El cura le miró, sorprendido.

—¿Cómo dice?

—El obispo Hanër me dijo que no descansaría hasta hacerme pagar por mis muchos pecados, así que debe estar enfermo o muerto. No me cabe otra explicación.

La mirada del cura cambió un poco, del hostil desinterés a la ligera irritación.

—Parece que sí conoce al obispo Hanër. Esperen aquí fuera —dijo cerrando de nuevo la puerta en sus narices.

—¿Cómo sabía que ese Hanër estaría aquí? —preguntó Paola.

—El obispo Hanër no ha descansado un domingo en su vida, dottora. Hubiera sido una triste casualidad que lo hiciera hoy.

—¿Es amigo suyo?

Fowler carraspeó.

—Bueno, en realidad es la persona que más me odia del mundo. Gonthas Hanër es el Delegado de Funcionamiento de la Curia. Es un viejo jesuita alemán empeñado en acabar con los desmanes en política exterior de la Santa Alianza. Una eclesiástica versión de sus Asuntos Internos. Fue la persona que instruyó la causa contra mí. Me aborrece porque no dije ni una sola palabra acerca de las misiones que me fueron encomendadas.

—¿Qué tal se tomó su absolución?

—Bastante mal. Me dijo que tenía un anatema con mi nombre en él, y que antes o después se lo firmará un Papa.

—¿Qué es un anatema?

—Un decreto de excomunión solemne. Hanër sabe que es lo que más temo en éste mundo: que la Iglesia por la que he luchado me impida ir al cielo cuando muera.

La criminalista le miró con preocupación.

—Padre, ¿se puede saber qué hacemos aquí?

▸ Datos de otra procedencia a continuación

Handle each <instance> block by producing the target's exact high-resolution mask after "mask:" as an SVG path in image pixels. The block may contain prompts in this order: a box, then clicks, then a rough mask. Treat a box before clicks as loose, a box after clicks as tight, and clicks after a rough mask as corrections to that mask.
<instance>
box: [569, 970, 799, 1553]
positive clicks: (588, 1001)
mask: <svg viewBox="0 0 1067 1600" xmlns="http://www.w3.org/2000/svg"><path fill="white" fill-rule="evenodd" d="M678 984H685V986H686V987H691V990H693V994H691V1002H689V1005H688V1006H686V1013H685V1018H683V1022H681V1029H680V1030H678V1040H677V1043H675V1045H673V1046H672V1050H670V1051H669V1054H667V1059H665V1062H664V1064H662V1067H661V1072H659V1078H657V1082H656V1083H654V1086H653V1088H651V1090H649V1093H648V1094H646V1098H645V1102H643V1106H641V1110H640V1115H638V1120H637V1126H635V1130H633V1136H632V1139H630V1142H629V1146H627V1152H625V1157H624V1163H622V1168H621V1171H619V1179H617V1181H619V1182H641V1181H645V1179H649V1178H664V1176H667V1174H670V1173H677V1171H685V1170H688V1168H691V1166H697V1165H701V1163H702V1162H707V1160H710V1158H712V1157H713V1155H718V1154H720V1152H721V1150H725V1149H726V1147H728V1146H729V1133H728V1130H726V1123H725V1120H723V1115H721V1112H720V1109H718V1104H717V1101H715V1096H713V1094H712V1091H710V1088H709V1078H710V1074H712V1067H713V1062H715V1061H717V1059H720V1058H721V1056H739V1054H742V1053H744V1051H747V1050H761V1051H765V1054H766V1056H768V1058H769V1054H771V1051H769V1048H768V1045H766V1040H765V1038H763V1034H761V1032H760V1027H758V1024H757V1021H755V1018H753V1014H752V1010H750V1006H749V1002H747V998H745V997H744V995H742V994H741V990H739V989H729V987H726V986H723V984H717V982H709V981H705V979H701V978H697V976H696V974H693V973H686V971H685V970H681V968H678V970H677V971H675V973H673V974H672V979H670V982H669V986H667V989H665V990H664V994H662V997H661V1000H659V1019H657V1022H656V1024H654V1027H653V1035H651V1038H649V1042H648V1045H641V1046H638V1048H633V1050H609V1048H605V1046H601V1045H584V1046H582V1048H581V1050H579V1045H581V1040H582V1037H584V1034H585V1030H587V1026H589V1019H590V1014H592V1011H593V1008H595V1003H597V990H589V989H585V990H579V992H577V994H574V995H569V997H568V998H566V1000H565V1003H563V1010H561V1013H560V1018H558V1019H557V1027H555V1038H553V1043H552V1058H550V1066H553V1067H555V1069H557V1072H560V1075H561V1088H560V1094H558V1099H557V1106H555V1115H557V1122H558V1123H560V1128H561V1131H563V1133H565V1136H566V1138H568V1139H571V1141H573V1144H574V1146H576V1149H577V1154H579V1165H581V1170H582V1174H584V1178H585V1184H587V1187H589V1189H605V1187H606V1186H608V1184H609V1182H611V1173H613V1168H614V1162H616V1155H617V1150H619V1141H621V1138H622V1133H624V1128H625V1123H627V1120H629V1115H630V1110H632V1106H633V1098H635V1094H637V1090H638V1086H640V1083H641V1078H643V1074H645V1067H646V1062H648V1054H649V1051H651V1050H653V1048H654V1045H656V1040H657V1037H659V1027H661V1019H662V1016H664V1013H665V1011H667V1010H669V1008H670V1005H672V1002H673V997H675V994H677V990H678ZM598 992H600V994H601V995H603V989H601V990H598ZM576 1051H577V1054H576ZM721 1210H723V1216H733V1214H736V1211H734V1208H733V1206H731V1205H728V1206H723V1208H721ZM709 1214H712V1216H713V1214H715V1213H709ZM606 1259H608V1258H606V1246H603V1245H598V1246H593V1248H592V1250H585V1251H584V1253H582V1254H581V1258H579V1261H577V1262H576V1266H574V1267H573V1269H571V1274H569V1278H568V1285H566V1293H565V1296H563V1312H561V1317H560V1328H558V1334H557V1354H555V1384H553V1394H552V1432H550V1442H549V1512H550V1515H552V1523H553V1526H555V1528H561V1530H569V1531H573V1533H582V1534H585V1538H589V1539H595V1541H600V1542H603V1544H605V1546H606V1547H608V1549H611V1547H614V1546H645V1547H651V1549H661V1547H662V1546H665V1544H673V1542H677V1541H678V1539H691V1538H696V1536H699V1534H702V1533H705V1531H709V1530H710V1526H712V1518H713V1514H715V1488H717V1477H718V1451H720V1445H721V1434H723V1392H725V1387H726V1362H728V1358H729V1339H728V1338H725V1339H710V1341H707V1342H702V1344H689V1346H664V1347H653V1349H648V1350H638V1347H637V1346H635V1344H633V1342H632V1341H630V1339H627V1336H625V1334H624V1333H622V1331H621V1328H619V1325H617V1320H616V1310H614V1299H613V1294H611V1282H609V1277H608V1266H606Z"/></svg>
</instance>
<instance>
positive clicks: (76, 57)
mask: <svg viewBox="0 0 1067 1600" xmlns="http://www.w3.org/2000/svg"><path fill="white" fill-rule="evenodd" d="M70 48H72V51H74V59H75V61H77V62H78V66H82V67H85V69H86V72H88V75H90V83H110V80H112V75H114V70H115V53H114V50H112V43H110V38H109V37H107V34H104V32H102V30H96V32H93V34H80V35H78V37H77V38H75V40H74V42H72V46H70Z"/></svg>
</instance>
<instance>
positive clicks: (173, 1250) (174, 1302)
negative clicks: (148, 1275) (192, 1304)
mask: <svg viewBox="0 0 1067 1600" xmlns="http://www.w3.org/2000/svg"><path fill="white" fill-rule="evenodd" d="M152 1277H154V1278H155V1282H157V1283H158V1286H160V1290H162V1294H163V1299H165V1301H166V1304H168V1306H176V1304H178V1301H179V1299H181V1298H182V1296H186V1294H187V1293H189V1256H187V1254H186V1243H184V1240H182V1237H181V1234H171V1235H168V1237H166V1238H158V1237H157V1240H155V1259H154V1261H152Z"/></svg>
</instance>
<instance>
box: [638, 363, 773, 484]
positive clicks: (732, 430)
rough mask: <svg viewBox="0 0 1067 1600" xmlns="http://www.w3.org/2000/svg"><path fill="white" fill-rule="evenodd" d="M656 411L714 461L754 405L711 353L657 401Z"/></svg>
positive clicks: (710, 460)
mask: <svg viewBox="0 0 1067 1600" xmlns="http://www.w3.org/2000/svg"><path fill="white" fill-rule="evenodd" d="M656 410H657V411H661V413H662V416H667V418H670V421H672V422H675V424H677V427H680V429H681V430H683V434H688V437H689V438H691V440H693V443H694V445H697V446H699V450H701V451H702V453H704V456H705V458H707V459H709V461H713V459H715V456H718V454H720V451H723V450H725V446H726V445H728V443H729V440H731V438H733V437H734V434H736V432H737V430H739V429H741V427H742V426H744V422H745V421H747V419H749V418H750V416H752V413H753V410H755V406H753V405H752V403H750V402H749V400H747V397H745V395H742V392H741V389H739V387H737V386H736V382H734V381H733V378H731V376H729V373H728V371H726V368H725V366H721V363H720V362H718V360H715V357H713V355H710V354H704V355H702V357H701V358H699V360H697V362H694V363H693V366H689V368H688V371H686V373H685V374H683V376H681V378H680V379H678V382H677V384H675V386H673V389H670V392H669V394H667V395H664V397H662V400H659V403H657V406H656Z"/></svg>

—He venido a confesarlo todo.

Sacristía del Vaticano

Domingo, 10 de abril de 2005. 11:31

El guardia suizo se derrumbó como un guiñapo mudo, sin más sonido que el que produjo su alabarda al rebotar contra el suelo de mármol. El corte en la garganta le había seccionado la tráquea por completo.

Una de las monjas salió de la sacristía atraída por el ruido. No tuvo tiempo a gritar. Karoski le golpeó brutalmente en la cara. La religiosa cayó al suelo de bruces, completamente aturdida. El asesino se tomó su tiempo para hurgar con el pie derecho bajo la toca negra de la hermana oblata. Buscaba la nuca. Eligió el punto exacto y descargó todo su peso sobre la planta del pie. El cuello se partió en seco.

La otra monja asomó la cabeza por la puerta de la sacristía, con aire confiado. Necesitaba de la ayuda de su compañera.

Karoski le hundió el cuchillo en el ojo derecho. Cuando tiró de ella para depositarla en el corto pasillo que daba acceso a la sacristía, ya arrastraba un cadaver.

Miró los tres cuerpos. Miró la puerta de la sacristía. Miró el reloj.